‘IngressNightmare’ Vulnerabilities Are A Kubernetes Emergency: Wiz CTO

A series of ‘critical’ zero-day vulnerabilities can enable ‘full takeover’ of a Kubernetes cluster — and are ‘probably the most severe’ security issue to affect Kubernetes environments in recent years, Wiz CTO Ami Luttwak tells CRN.

A series of newly discovered critical vulnerabilities can easily enable “full takeover” of certain Kubernetes clusters and may represent the most serious security issue to affect Kubernetes environments in recent years — suggesting that patching should be given high priority, Wiz Co-Founder and CTO Ami Luttwak told CRN.

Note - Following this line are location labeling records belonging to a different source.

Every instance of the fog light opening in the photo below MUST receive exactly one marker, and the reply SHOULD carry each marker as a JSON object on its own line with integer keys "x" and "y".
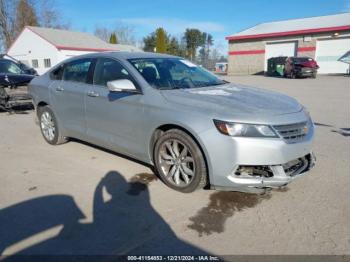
{"x": 253, "y": 171}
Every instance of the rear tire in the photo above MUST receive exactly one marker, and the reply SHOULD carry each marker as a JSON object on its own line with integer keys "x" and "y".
{"x": 180, "y": 162}
{"x": 49, "y": 126}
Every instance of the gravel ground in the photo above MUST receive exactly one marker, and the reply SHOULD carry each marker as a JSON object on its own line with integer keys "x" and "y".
{"x": 79, "y": 199}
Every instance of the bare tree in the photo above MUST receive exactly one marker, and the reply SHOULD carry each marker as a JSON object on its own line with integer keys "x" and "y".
{"x": 103, "y": 33}
{"x": 7, "y": 22}
{"x": 25, "y": 15}
{"x": 124, "y": 33}
{"x": 49, "y": 15}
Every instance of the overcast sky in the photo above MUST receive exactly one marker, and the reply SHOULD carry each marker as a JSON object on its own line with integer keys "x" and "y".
{"x": 218, "y": 17}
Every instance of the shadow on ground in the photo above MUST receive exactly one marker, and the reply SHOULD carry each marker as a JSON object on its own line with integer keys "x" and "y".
{"x": 125, "y": 224}
{"x": 342, "y": 131}
{"x": 221, "y": 206}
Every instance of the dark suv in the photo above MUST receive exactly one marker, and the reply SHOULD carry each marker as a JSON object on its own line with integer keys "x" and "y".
{"x": 300, "y": 67}
{"x": 14, "y": 77}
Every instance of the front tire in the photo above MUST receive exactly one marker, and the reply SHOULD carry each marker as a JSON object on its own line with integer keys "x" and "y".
{"x": 180, "y": 162}
{"x": 49, "y": 126}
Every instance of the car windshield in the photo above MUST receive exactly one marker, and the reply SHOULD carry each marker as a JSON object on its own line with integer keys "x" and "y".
{"x": 302, "y": 59}
{"x": 7, "y": 66}
{"x": 174, "y": 73}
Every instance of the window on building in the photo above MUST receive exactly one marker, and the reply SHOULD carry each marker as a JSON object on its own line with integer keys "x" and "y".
{"x": 35, "y": 63}
{"x": 77, "y": 70}
{"x": 47, "y": 62}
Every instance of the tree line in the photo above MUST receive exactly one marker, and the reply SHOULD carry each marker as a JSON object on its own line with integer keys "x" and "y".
{"x": 192, "y": 44}
{"x": 16, "y": 14}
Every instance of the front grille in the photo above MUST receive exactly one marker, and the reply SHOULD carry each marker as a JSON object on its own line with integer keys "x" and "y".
{"x": 292, "y": 133}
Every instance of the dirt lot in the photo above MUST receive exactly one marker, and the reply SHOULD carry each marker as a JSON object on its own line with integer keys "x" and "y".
{"x": 76, "y": 198}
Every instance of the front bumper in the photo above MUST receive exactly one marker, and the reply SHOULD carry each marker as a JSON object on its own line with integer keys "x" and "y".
{"x": 275, "y": 175}
{"x": 226, "y": 155}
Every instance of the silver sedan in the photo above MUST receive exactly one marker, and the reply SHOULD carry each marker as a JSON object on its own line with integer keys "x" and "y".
{"x": 197, "y": 130}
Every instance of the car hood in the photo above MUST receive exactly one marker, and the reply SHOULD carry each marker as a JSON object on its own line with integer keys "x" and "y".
{"x": 233, "y": 99}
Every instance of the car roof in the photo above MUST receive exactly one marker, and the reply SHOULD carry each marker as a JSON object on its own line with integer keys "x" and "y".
{"x": 125, "y": 55}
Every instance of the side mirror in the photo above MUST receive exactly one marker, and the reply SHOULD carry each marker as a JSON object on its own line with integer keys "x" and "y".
{"x": 121, "y": 85}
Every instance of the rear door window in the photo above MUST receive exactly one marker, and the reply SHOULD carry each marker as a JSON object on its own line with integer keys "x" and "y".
{"x": 77, "y": 71}
{"x": 107, "y": 70}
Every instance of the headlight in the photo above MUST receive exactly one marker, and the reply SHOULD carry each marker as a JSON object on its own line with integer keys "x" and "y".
{"x": 244, "y": 130}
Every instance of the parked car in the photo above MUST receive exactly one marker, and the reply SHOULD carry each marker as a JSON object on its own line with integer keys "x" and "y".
{"x": 275, "y": 66}
{"x": 13, "y": 75}
{"x": 300, "y": 67}
{"x": 196, "y": 129}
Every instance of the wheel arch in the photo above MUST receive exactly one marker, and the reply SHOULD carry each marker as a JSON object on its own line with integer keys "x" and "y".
{"x": 165, "y": 127}
{"x": 39, "y": 105}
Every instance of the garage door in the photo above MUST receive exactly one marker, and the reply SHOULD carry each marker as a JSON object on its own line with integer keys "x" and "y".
{"x": 327, "y": 54}
{"x": 279, "y": 49}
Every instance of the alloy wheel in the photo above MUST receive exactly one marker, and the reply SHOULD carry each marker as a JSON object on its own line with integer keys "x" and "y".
{"x": 48, "y": 126}
{"x": 176, "y": 162}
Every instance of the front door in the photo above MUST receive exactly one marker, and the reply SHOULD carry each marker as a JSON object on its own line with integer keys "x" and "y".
{"x": 114, "y": 119}
{"x": 68, "y": 96}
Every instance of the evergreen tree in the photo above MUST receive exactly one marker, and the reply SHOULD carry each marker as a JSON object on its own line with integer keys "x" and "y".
{"x": 113, "y": 39}
{"x": 149, "y": 42}
{"x": 194, "y": 39}
{"x": 161, "y": 41}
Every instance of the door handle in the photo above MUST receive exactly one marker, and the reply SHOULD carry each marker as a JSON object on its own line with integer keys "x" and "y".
{"x": 92, "y": 94}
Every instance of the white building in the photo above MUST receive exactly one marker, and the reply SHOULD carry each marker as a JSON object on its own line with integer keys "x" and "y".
{"x": 43, "y": 48}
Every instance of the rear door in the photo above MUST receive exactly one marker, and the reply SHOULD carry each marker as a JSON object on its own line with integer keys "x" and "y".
{"x": 68, "y": 94}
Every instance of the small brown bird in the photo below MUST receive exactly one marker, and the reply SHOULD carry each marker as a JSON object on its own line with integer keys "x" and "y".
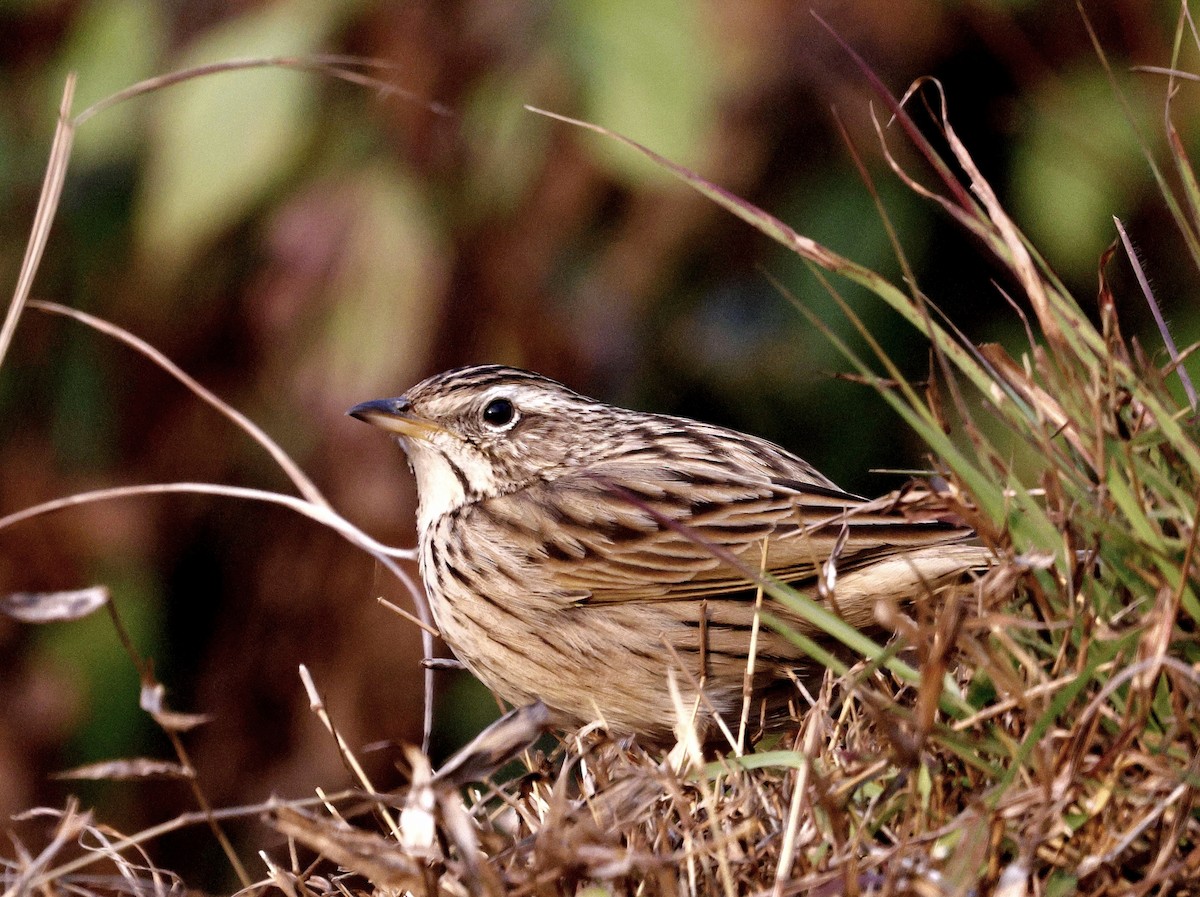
{"x": 565, "y": 547}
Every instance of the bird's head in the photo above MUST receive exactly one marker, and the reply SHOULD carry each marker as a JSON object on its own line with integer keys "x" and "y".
{"x": 478, "y": 432}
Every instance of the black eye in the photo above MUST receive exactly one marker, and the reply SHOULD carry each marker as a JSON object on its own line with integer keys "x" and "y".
{"x": 499, "y": 413}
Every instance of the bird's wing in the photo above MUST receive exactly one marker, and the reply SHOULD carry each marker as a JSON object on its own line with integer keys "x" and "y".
{"x": 622, "y": 535}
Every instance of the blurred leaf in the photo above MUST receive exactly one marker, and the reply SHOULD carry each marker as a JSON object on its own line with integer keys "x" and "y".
{"x": 222, "y": 142}
{"x": 383, "y": 294}
{"x": 508, "y": 143}
{"x": 1074, "y": 167}
{"x": 112, "y": 44}
{"x": 646, "y": 70}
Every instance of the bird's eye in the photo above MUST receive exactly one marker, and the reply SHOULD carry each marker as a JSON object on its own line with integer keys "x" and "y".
{"x": 499, "y": 413}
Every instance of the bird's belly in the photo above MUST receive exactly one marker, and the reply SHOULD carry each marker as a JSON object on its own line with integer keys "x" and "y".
{"x": 607, "y": 662}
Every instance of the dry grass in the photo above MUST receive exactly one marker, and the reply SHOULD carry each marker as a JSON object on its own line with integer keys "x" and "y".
{"x": 1036, "y": 734}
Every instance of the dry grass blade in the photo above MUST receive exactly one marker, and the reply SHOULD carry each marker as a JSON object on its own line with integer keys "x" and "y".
{"x": 47, "y": 205}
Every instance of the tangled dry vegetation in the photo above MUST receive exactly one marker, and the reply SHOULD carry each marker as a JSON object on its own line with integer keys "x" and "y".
{"x": 1037, "y": 733}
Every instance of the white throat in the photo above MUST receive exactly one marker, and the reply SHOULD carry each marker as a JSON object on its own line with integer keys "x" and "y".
{"x": 441, "y": 488}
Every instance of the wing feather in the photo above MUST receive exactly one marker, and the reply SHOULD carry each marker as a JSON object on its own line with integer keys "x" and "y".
{"x": 643, "y": 534}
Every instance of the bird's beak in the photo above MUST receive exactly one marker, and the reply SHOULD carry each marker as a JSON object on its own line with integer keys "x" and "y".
{"x": 395, "y": 415}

The zero-day vulnerabilities impact the Ingress NGINX Controller for Kubernetes, a widely used open-source tool for managing external access to services for Kubernetes applications. The critical flaws were discovered by researchers at cloud and AI security vendor Wiz — who have dubbed the issue “IngressNightmare” — and the vulnerabilities were disclosed Monday as part of a coordinated public disclosure.

“IngressNightmare” can enable remote execution of code without authentication, putting the flaws into the same category as the widely exploited Log4Shell flaw, a vulnerability that affected Apache Log4j logging software and was disclosed in late 2021.

Due to a variety of factors that raise the likelihood of exploitation, the “IngressNightmare” vulnerabilities are “probably the most severe in recent years” to impact Kubernetes environments, Luttwak said. “IngressNightmare” has been assigned a severity rating of 9.8 out of 10.0, according to Wiz.

Exploitation of the vulnerabilities can allow an attacker to gain the full privileges held by a Kubernetes administrator, which is a “coveted goal for an attacker,” Luttwak said.

“If you take over the entire cluster, you can infect all of the workloads within the cluster. And that also means maybe [you can] infect all of the users of the cluster,” he said. “You can also get access to all of the secrets, which means that usually you can get access to all of the code of the customer.”

Additionally, an attacker in this position would be able to “get access to very sensitive secrets that allow access to other system” and also potentially “touch any piece of sensitive data in the organization,” Luttwak said, leading to a strong potential for sensitive data exposure and theft.

The bottom line, he said, is that “taking over a [Kubernetes] cluster usually means you can take over the entire environment.”

“IngressNightmare” consists of four CVEs (Common Vulnerabilities and Exposures) — three injection vulnerabilities (tracked at CVE-2025-1097, CVE-2025-1098 and CVE-2025-24514) and a privilege-escalation flaw (tracked at CVE-2025-1974).

However, an attacker only needs to utilize one of the injection vulnerabilities along with the privilege-escalation flaw in order to exploit the “IngressNightmare” issue, according to Nir Ohfeld, head of vulnerability research at Wiz.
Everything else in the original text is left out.